Real Estate Media Company to Hit $3 Million in First Year Despite Housing Slump
By: Christiana Sciaudone
The real estate market’s still in the doldrums with home sales that have largely slumped since early 2022 amid the vanishing of cheap mortgages.
Even so, a new industry media company forecasts revenue for year one as reaching $3 million in ad sales, broken down evenly across newsletters, original content and social media. Estate Media expects to double revenue in 2025 in part with a membership community that just launched at an annual rate of $1,500 per person. That’s with a current staff of nine people, which won’t quite double next year.
Estate Media is a “personality-driven media company for the real estate business” with a network of more than 20 agents, professionals and creators. It was founded by Josh Flagg, featured on the television program Million Dollar Listing Los Angeles; Griff O’Brien, formerly of Amazon and Starz; and Andrew Shanfeld, also an investor in Cha Cha Matcha and Pop’s Bagels. The company offers podcasts, weekly newsletters and educational shows to entertain and inform those in and interested in the real estate business.
The real estate industry in the U.S. was an estimated $2.53 trillion last year and is expected to reach $2.8 trillion by 2028, according to Mordor Intelligence. It’s also a crowded media field with no shortage of industry publications and influencers from Bisnow and HousingWire to Ryan Serhant and Grant Cardone, but Estate Media thinks it has found a sweet spot. Most brokers don’t understand distribution and don’t know how to monetize content.
“The idea was, let’s take all of these massive names, create original content with them and launch a platform,” O’Brien said. “With content that is fun, entertaining, built around, for us, big personalities, but also educational. And so really, at our core, it’s B2B.”
Estate Media reaches about 120,000 people, largely agents. The talent of nearly 18 agents consists of “big name, luxury agents” and people who have “scale but are more relatable.” Estate also owns big real estate social accounts like one on mid-century modern on Instagram and partners with accounts like “Zillow Gone Wild.”
Given the many aspects of buying, selling and moving in and out of a home, O’Brien sees the advertising business leading to a “clear path to $6 million or $7 million and then getting to $15 million to $20 million advertising and media business.”
Anything beyond $20 million will require expansion into consumer products like the membership program, events and products derived from ad-driven data, O’Brien said.
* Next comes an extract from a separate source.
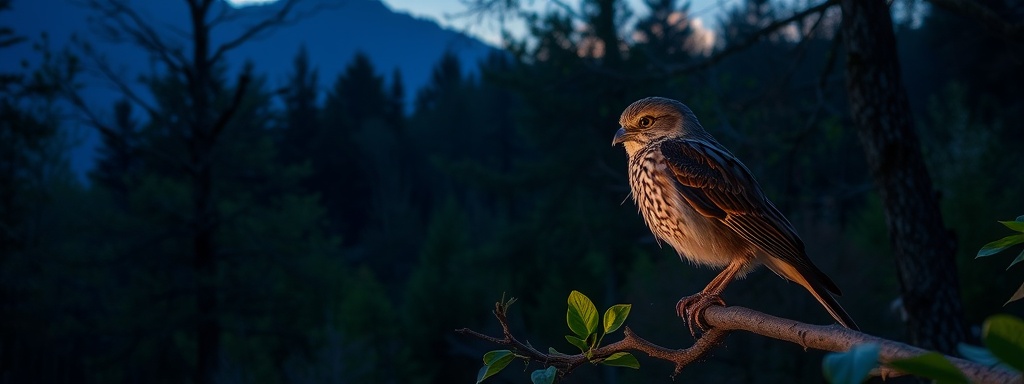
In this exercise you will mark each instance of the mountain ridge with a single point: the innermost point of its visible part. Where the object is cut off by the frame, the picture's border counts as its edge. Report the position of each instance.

Estate admittedly kicked off business in “the worst real estate market since the early 2000s,” O’Brien said, at a time when ad dollars were materially down.
“We got the benefit of we’re starting from zero, right?” O’Brien said. “What insulates us and shields us a bit is it’s still the largest asset class in the world, and will continue to be, and people, irregardless of market conditions, will continue to buy homes and need real estate agents.”
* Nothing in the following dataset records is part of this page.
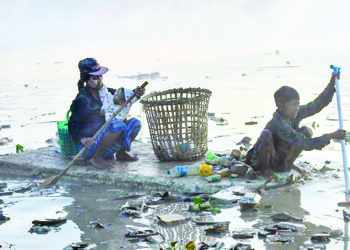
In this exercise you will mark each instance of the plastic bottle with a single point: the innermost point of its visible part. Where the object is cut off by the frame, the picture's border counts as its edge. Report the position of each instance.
(225, 161)
(224, 172)
(211, 156)
(212, 159)
(213, 178)
(205, 169)
(184, 170)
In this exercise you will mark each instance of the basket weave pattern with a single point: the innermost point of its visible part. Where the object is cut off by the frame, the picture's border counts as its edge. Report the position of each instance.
(178, 123)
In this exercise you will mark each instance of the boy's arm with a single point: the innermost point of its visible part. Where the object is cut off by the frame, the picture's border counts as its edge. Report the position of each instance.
(291, 137)
(319, 103)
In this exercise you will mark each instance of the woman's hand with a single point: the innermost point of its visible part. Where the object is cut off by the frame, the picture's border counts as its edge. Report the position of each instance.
(334, 76)
(139, 91)
(87, 142)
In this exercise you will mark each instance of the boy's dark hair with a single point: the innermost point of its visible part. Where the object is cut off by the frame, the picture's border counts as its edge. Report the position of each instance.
(285, 94)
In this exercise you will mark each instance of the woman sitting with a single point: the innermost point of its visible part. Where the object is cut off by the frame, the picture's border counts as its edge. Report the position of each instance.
(87, 117)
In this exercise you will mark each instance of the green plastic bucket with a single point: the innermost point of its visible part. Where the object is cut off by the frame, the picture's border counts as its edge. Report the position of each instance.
(68, 147)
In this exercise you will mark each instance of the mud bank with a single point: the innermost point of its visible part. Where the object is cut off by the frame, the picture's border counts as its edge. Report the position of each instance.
(148, 173)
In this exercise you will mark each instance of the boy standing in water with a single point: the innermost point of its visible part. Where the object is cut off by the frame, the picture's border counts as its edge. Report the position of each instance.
(282, 141)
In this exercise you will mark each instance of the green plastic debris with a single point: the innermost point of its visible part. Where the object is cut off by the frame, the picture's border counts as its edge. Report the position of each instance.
(19, 148)
(278, 177)
(211, 156)
(199, 206)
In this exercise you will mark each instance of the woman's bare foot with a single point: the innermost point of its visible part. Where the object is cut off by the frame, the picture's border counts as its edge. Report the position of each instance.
(122, 155)
(100, 163)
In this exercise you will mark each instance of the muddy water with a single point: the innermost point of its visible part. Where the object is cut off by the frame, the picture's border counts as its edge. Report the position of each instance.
(82, 204)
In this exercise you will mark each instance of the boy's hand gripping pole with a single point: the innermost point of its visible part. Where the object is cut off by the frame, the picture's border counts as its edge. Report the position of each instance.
(336, 70)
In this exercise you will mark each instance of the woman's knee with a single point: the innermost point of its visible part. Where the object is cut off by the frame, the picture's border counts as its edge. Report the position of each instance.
(118, 126)
(306, 131)
(266, 136)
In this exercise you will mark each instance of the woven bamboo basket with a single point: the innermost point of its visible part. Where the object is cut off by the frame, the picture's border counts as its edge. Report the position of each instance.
(178, 123)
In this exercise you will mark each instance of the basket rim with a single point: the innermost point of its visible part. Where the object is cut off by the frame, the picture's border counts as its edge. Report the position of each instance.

In 2023, Estate Media raised $1.65 million from angel investors as well as Powerhouse Capital, an L.A.-based venture capital firm that invested in The Athletic, now part of The New York Times. The company may consider raising more money in the coming months to ensure continued growth or it may lean into profitability.
The membership community targeted towards brokers opened this month and is expected to generate $1.5 million in its first year. It will include coaching, live video, course material, discounts on real estate tech products, an in-person event in Beverly Hills and a referral network.
“We have a very, very clear path, revenue-wise, right now, in terms of audience,” O’Brien said. There is, however, a finite number of brokers in the U.S., about 2 million, with less than half actively practicing. Considering the stage of the business, it has quite a bit of room to continue growing.